The average was tested to be independent of number of genes and number of files and random generated values. The results in Figure 4 show that the computed average value (as in Equation 1) is independent of gene set sizes and number of files (thick black lines) in randomly generated sets. However, the lower the number of genes or files, the higher the variance.

To test the average for independence of length of gene sets, ten pseudo result files with random lengths in [0,¹₄×#genes] were generated (here min: 718 genes, max: 14726 genes, mean: 10111.2 genes). For 100 runs, where each run generated 100 gene sets with 5, 10, 25, 50, 75, 100, 250, 500, 750, 1000 random genes, the average of each gene set was computed. Finally, the mean of all average values of sets with the same length are generated and plotted as colored lines.

To test for independence of number of files, first 100 set of genes with each 100 random genes were generated.
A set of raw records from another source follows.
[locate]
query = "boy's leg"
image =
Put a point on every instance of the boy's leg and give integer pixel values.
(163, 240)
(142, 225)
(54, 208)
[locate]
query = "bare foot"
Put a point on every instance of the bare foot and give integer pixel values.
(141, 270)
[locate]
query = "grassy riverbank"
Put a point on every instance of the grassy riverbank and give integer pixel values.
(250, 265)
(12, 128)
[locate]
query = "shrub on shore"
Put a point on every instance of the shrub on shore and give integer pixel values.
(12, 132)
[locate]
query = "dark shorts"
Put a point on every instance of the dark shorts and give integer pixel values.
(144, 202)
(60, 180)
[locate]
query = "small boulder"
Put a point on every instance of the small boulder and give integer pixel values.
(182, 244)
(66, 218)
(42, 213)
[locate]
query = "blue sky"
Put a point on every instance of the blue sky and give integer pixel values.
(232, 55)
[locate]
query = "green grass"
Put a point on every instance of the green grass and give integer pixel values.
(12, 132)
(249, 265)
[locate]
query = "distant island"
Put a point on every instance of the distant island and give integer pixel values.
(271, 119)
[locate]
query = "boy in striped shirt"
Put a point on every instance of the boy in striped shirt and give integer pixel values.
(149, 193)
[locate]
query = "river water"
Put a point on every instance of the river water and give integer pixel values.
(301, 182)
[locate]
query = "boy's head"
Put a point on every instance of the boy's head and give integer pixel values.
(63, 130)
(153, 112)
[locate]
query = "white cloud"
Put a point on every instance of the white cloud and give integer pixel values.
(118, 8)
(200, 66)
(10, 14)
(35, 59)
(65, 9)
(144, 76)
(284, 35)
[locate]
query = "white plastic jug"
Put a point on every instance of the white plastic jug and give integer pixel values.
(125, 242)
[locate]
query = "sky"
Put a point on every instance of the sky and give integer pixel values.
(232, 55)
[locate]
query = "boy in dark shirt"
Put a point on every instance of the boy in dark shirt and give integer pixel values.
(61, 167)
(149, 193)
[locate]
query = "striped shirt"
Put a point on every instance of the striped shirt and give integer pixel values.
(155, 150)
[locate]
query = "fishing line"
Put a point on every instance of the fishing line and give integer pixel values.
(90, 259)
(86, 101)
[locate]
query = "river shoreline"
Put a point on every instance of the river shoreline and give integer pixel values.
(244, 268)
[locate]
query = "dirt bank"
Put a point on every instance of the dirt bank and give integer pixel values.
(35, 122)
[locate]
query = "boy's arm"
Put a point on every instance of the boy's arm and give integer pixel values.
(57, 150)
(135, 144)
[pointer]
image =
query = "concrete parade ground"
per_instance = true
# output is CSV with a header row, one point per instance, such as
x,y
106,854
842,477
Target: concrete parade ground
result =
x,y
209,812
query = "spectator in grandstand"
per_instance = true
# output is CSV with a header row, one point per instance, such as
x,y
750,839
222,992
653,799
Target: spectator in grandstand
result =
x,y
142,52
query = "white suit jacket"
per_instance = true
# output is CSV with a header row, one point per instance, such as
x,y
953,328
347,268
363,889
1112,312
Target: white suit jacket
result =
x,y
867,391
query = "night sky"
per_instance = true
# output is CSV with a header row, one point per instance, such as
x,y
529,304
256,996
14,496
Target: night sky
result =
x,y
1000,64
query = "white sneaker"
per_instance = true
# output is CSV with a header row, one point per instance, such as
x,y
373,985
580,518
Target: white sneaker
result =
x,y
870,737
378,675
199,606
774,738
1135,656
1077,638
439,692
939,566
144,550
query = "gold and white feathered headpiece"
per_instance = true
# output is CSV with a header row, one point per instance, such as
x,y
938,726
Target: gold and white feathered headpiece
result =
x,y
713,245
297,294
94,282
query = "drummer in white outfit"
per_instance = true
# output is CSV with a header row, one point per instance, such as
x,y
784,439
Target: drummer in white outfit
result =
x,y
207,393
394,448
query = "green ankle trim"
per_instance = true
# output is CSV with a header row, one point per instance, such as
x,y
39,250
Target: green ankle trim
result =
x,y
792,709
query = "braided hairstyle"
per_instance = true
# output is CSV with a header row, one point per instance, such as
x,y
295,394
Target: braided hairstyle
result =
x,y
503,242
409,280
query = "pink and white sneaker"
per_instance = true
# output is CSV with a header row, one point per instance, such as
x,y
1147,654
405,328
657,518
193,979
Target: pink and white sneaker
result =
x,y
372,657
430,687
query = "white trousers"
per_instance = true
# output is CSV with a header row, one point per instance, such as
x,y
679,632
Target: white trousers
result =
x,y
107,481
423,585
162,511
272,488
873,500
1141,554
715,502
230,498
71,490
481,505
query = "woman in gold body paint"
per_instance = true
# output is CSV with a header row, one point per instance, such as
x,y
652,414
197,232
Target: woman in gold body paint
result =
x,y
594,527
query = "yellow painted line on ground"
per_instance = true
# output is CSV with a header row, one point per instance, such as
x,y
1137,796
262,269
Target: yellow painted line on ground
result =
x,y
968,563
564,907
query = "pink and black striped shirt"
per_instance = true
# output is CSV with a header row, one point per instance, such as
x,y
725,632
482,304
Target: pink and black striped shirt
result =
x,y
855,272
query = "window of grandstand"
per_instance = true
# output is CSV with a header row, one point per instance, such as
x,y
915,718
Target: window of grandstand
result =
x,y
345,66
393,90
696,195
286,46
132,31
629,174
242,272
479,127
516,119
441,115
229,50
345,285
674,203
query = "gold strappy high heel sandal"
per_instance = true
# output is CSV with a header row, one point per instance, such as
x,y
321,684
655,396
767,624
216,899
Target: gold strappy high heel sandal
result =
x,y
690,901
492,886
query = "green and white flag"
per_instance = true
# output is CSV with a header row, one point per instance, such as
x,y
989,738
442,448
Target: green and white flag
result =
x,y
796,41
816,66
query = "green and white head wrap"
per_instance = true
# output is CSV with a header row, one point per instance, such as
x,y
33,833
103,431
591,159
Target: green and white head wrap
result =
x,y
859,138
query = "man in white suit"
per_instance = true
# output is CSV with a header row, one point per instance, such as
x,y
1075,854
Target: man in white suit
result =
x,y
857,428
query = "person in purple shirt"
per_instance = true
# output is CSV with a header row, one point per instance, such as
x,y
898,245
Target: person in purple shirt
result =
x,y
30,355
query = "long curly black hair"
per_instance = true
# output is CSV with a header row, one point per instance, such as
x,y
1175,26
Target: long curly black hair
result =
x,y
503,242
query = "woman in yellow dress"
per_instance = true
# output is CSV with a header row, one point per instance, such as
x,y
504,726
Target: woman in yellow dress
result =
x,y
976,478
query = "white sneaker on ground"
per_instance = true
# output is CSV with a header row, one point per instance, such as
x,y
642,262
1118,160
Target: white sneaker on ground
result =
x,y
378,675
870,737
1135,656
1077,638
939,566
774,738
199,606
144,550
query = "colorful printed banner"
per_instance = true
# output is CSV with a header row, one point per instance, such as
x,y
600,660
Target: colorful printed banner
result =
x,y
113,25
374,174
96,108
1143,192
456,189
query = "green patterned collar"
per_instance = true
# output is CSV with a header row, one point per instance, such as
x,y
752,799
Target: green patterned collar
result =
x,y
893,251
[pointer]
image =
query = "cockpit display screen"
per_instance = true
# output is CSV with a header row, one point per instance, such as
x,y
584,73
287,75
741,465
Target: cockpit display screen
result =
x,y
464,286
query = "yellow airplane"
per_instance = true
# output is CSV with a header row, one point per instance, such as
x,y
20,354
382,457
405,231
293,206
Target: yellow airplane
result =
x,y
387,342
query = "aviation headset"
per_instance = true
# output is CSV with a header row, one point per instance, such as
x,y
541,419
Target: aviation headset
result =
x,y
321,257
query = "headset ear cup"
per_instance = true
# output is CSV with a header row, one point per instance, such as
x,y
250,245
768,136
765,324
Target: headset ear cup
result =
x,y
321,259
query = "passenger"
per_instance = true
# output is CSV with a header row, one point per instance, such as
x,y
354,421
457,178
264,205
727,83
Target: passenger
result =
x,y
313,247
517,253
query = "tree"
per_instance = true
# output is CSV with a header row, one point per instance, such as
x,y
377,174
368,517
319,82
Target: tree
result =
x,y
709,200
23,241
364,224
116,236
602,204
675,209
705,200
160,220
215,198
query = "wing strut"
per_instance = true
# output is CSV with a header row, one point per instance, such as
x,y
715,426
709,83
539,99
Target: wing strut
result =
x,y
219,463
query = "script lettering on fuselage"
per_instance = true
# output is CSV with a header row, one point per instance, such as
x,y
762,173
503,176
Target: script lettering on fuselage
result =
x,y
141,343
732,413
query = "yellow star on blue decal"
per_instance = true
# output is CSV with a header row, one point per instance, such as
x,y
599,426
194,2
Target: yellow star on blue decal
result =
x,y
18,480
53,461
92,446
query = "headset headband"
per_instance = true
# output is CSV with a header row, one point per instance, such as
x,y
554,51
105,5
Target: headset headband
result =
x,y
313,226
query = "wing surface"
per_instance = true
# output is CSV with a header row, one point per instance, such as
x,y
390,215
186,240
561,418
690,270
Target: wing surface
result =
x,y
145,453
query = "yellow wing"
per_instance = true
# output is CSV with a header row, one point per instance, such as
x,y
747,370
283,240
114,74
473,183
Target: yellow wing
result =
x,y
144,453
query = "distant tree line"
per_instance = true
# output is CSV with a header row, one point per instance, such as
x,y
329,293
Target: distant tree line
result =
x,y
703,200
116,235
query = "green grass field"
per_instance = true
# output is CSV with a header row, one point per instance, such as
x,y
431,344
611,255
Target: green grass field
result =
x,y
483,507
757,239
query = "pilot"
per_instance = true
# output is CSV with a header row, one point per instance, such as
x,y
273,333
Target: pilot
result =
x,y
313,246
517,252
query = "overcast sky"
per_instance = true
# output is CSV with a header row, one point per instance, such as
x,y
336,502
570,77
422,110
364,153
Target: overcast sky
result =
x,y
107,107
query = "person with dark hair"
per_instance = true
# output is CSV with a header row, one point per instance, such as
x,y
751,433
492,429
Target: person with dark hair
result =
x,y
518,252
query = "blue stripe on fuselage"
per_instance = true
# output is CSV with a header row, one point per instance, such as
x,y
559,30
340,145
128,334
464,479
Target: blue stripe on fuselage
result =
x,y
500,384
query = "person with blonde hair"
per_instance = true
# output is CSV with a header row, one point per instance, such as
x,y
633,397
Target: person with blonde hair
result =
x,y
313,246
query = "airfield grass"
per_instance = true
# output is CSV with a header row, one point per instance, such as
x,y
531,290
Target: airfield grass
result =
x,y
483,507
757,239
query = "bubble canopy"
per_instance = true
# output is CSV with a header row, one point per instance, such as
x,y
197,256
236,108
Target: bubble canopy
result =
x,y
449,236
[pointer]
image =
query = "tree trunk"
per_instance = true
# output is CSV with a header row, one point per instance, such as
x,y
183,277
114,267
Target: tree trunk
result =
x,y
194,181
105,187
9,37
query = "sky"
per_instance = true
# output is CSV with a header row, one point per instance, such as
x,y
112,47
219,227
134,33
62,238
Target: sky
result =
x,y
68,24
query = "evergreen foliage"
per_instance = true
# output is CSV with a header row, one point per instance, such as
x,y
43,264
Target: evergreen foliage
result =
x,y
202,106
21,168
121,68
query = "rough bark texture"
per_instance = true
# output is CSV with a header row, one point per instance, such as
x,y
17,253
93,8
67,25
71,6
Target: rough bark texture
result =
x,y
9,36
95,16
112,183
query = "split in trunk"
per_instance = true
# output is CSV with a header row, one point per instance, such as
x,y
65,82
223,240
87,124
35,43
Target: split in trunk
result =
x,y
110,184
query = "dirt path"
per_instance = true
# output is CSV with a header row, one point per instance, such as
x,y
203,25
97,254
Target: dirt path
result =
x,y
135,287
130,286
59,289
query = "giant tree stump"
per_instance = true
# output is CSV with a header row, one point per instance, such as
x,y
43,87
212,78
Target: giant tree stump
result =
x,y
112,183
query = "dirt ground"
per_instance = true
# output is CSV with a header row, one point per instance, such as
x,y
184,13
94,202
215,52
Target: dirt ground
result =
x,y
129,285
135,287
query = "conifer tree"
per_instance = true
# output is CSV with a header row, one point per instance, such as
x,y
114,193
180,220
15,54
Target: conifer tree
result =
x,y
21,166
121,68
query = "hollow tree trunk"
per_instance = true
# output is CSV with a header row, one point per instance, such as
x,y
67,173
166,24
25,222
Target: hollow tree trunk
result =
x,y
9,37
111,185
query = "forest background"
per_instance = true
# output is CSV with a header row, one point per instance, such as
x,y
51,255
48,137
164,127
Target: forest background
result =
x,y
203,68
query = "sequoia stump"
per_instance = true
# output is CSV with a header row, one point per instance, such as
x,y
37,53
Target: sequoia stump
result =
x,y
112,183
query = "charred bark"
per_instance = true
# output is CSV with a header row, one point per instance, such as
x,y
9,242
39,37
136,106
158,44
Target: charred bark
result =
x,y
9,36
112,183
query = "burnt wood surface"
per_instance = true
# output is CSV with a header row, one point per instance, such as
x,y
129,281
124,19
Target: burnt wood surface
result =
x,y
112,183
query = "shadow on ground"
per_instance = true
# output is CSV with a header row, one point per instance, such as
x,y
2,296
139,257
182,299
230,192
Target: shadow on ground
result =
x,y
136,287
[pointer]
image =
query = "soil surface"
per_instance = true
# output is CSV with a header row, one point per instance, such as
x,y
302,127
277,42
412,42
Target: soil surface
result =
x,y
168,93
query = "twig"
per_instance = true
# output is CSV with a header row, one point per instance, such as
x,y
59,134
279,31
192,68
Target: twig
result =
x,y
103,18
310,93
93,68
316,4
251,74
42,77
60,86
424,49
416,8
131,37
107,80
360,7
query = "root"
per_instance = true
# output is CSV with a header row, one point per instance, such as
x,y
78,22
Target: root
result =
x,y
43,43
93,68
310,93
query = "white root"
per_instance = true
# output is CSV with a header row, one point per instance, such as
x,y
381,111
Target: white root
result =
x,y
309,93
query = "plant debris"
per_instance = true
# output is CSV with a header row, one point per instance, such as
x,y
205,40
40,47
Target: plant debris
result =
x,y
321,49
In 100 runs 100 pseudo result files with random lengths in [0,¹₄ ×

#genes]of random genes were generated (here min: 2 genes, max: 15945 genes, mean:

7971.838 genes). The average value was computed over all 100 set of genes in the first 5, 10, 25, 50, 75 and 100 pseudo result files (colored lines).

(a) Averages of gene sets with given lengths (x- Axis), 100 gene sets for each.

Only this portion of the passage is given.